2:59 PM: 5 out of 6 MPC members favoured no change in rates

2:57 PM: RBI says Gross Value Added powered by a sharp acceleration in industry activity, in Q2

2:56 PM: Urjit Patel said, "rise in food, fuel prices may further harden expectations".

2:53 PM: MPC expressed concern possible fiscal slippage, said RBI Governor Urjit Patel

2:50 PM: On PSB's being reapitalised, recap bonds will be frontloaded for banks which have maintained their better balance sheets, said RBI Governor Urjit Patel

2:47 PM: The improvement in the ease of doing business should give boost the economy, says RBI governor Urjit Patel.

Consequently, the reverse repo rate under the LAF remains at 5.75 per cent, and the marginal standing facility (MSF) rate and the Bank Rate at 6.25 per cent. The decision of the MPC is consistent with a neutral stance of monetary policy in consonance with the objective of achieving the medium-term target for consumer price index (CPI) inflation of 4 per cent within a band of +/- 2 per cent, while supporting growth. The main considerations underlying the decision are set out in the statement below.
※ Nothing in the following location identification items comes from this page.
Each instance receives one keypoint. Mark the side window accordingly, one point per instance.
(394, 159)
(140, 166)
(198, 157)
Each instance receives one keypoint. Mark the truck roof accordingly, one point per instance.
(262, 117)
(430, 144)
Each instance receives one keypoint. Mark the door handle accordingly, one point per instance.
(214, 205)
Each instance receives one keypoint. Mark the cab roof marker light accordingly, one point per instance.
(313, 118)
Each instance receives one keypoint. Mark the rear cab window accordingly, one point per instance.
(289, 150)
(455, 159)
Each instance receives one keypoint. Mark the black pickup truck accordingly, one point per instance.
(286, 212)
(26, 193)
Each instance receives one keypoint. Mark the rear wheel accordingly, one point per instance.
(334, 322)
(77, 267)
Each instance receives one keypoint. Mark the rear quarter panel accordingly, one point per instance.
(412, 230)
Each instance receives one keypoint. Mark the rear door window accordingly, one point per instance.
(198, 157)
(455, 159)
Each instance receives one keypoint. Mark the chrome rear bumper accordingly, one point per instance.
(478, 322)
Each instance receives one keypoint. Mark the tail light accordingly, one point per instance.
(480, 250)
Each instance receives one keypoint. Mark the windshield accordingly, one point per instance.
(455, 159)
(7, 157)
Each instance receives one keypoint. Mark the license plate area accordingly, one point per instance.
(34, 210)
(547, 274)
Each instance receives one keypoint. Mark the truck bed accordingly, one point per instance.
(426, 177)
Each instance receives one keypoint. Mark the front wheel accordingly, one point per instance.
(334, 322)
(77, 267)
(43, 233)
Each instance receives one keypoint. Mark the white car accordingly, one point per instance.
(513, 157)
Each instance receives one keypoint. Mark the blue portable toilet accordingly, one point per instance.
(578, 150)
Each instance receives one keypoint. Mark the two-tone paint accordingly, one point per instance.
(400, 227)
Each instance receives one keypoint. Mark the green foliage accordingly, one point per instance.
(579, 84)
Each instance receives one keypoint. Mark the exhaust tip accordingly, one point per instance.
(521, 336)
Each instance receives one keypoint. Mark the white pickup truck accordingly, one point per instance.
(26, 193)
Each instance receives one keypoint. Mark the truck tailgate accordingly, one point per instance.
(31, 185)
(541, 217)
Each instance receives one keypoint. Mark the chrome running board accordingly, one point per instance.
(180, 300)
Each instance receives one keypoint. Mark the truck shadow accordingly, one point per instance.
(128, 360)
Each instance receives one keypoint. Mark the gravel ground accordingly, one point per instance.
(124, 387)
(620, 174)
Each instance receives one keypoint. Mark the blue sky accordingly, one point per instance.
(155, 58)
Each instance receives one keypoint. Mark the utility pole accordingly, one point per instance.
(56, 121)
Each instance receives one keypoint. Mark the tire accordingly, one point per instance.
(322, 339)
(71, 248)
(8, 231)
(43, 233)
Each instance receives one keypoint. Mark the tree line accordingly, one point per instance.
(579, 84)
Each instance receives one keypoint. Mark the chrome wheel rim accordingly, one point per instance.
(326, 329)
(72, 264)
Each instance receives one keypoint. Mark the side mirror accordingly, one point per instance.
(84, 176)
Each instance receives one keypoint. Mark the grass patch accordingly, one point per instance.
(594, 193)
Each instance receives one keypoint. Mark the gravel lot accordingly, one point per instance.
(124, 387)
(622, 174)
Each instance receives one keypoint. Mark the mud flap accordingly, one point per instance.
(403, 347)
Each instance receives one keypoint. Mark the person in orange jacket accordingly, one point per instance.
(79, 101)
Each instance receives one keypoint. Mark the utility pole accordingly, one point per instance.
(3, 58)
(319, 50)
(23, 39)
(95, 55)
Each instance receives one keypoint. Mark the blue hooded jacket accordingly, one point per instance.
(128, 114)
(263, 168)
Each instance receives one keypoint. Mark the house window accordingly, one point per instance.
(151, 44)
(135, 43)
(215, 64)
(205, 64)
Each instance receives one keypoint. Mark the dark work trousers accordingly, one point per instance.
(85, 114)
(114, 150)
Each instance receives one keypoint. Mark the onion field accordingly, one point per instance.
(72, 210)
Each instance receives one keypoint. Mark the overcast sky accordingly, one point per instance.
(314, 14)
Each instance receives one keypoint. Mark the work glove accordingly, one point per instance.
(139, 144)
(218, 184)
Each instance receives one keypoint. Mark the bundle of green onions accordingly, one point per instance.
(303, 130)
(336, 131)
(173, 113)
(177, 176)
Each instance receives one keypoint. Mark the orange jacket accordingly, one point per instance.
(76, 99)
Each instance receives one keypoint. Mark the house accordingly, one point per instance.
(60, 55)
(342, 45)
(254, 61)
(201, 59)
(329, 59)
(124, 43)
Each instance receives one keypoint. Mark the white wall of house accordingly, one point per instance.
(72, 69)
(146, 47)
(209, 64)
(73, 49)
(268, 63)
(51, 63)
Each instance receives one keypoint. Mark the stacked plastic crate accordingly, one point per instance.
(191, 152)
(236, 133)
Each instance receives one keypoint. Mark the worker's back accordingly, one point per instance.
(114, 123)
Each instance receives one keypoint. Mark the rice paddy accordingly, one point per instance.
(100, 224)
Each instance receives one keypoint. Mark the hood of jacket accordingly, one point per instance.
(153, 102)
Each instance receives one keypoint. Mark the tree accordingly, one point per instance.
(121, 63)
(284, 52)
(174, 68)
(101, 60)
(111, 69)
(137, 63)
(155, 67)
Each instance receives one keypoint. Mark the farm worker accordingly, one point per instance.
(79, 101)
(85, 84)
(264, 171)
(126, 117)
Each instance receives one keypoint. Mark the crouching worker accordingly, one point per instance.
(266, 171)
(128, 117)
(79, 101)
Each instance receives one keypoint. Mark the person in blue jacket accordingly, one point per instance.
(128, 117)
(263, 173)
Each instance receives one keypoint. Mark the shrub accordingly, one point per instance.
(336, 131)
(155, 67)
The industry had earlier expressed that the RBI should cut the interest rate to further build on positive sentiment generated by the rebound and upgrade of the country's sovereign rating by Moody's that said the structural reforms, including the GST, DBT and recapitalisation of the public sector banks, will enhance India's high growth potential and will contribute to a decline in the government debt.  

Let's understand what is repo rate and reverse repo rate.

Repo rate

When we need money, we take loans from banks. And banks charge certain interest rate on these loans. This is called as cost of credit (the rate at which we borrow the money). Similarly, when banks need money they approach the RBI. The rate at which banks borrow money from the RBI by selling their surplus government securities to the central bank is known as "Repo Rate." Repo rate is short form of Repurchase Rate. Generally, these loans are for short durations up to two weeks.

Reverse repo rate

Reverse repo rate is the rate of interest offered by the RBI when banks deposit their surplus funds with it for short periods. When banks have surplus funds but have no lending (or) investment options, they deposit such funds with the RBI. Banks earn interest on such funds.